Fast acht Millionen Menschen sahen Ringelhahns Abschied

„Trotzdem“ ist die 1275. Folge der gesamten „Tatort“-Reihe und zugleich der zehnte Franken-Einsatz mit Paula Ringelhahn und Felix Voss. Bei der Erstausstrahlung am 6. Oktober 2024 sahen 7,98 Millionen Menschen in Deutschland zu. Das Erste erreichte damit einen Marktanteil von 29,0 Prozent.

Gedreht wurde vom 29. August bis zum 28. September 2023 in Nürnberg und Umgebung. Die Dreharbeiten waren zuvor wegen des Todes der Produzentin Stephanie Heckner auf den Spätsommer 2023 verschoben worden. Produziert wurde der Film von Hager Moss Film im Auftrag des Bayerischen Rundfunks. Regie führten Max Färberböck und Danny Rosness, das Drehbuch stammt von Färberböck und Stefan Betz. Für Färberböck war es bereits der fünfte der insgesamt zehn Franken-Einsätze mit Ringelhahn.

Neben Dagmar Manzel als Paula Ringelhahn und Fabian Hinrichs als Felix Voss gehören unter anderem Eli Wasserscheid als Wanda Goldwasser, Stefan Merki als Dr. Kaiser, Fritz Karl als Karl Dellmann, Ursina Lardi als Katja Dellmann, Mercedes Müller als Lisa Kranz und Anne Haug als Maria Kranz zur Besetzung. Weitere Rollen spielen Gerhard Liebmann, Ben Münchow, Justus Johanssen und Maja Beckmann.

Auch die Reaktionen auf den Film fielen nicht vollkommen einheitlich aus. Besonders hervorgehoben wurden Dagmar Manzels letzter Auftritt, das Ensemble und die düstere Inszenierung. TV Spielfilm fasste die Wirkung der Geschichte mit den Worten „Tickende Zeitbomben in einem teuflischen Dominospiel“ zusammen. Dort wird für die Folge zudem eine IMDb-Bewertung von 5,7 von 10 Punkten angegeben.

Wer in der Sommerpause weitere ältere Fälle nachholen möchte, findet bei insideBW unter anderem Hintergründe zum Dresdner „Tatort: Was ihr nicht seht“ sowie zum Stuttgarter „Tatort: Vergebung“.

Foto: BR/Hager Moss Film GmbH/Bernd Schuller

Wann laufen die nächsten „Tatort“-Folgen?

Nach „Trotzdem“ geht es am kommenden Sonntag zunächst mit einer weiteren Wiederholung weiter.
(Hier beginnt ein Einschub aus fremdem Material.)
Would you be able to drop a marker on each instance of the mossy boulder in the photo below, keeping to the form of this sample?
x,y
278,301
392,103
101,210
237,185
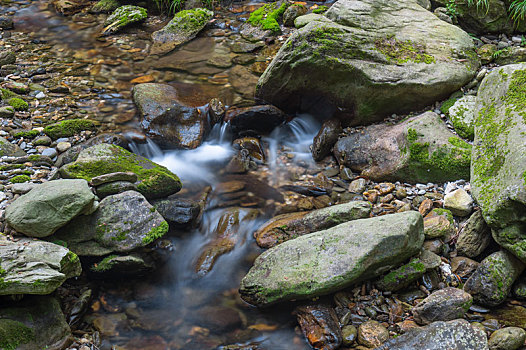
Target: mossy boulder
x,y
49,206
327,261
498,169
36,322
491,282
7,149
35,267
462,116
154,180
183,27
370,59
122,17
288,226
67,128
419,149
122,223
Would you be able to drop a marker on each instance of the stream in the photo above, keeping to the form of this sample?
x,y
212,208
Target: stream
x,y
192,302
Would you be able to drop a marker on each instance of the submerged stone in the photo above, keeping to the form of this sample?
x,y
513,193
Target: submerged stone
x,y
326,261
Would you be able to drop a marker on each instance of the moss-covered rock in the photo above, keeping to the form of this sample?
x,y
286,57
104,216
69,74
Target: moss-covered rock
x,y
18,104
491,282
419,149
329,260
498,171
365,62
67,128
182,28
267,16
154,180
122,17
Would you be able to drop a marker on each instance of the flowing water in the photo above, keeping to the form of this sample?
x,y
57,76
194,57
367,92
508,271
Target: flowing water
x,y
192,301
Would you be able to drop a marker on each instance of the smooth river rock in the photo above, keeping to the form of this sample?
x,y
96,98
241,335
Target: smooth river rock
x,y
35,267
419,149
454,335
370,59
498,164
49,206
333,259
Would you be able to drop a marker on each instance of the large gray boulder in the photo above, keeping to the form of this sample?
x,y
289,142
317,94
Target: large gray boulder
x,y
326,261
34,323
182,28
373,58
420,149
167,121
456,334
49,206
154,180
122,223
498,169
35,267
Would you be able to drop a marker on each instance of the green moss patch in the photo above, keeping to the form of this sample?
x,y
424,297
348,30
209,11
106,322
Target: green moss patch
x,y
18,104
401,52
267,16
68,128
Am 30. August 2026 um 20.15 Uhr läuft „Tatort: Gold“ aus Ludwigshafen. Der Fall mit Lena Odenthal stammt aus dem Jahr 2023.
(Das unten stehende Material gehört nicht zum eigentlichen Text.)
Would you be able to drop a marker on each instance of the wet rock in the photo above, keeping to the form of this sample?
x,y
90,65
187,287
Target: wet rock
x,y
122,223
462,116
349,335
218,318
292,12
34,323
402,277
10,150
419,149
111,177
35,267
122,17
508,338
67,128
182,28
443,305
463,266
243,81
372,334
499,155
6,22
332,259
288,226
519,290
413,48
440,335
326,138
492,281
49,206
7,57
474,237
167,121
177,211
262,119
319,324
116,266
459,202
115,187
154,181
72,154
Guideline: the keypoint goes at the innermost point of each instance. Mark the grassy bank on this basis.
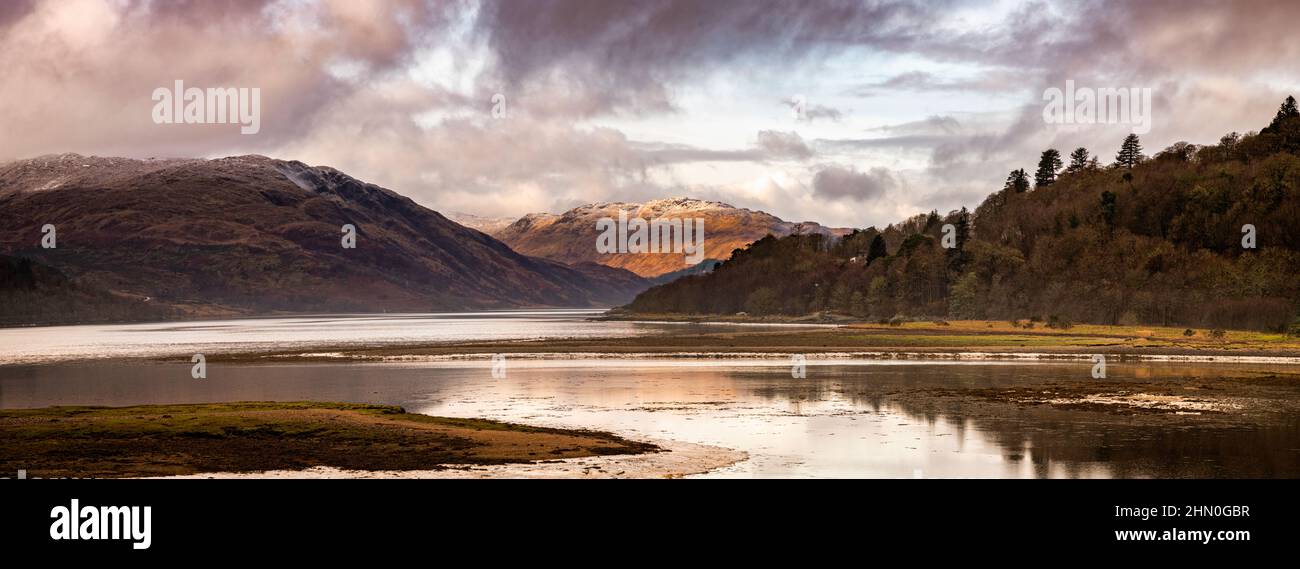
(148, 441)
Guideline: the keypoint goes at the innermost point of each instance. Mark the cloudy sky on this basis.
(906, 107)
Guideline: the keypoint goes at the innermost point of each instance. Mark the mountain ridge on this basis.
(571, 235)
(256, 234)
Eine Woche später folgt der nächste Sonntagskrimi: Am 6. September 2026 um 20.15 Uhr zeigt Das Erste „Tatort: Das Ende der Nacht“ aus Saarbrücken. Diese Folge wurde erstmals 2025 ausgestrahlt. Damit bleibt die ARD zunächst bei bereits gezeigten Fällen, bevor nach der Sommerpause wieder neue Sonntagskrimis folgen.
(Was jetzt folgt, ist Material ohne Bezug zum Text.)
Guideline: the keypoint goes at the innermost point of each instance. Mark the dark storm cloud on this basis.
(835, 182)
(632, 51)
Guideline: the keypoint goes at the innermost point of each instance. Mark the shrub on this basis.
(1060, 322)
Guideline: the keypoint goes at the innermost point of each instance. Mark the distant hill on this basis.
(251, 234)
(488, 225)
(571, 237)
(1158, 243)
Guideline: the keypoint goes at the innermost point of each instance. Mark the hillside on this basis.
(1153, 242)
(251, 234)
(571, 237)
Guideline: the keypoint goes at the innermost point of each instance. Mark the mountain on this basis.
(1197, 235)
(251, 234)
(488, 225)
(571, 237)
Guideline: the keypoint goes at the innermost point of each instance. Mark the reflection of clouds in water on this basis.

Für heute steht jedoch noch einmal Nürnberg im Mittelpunkt. „Trotzdem“ ist zwar eine Wiederholung, hat innerhalb des Franken-„Tatorts“ aber eine besondere Stellung: Es ist der letzte gemeinsame Fall von Paula Ringelhahn und Felix Voss und damit das Ende einer Zusammenarbeit, die die Nürnberger Ausgaben der Krimireihe rund zehn Jahre geprägt hat.

„Tatort: Trotzdem“ läuft heute, Sonntag, 23. August 2026, von 20.15 bis 21.45 Uhr im Ersten.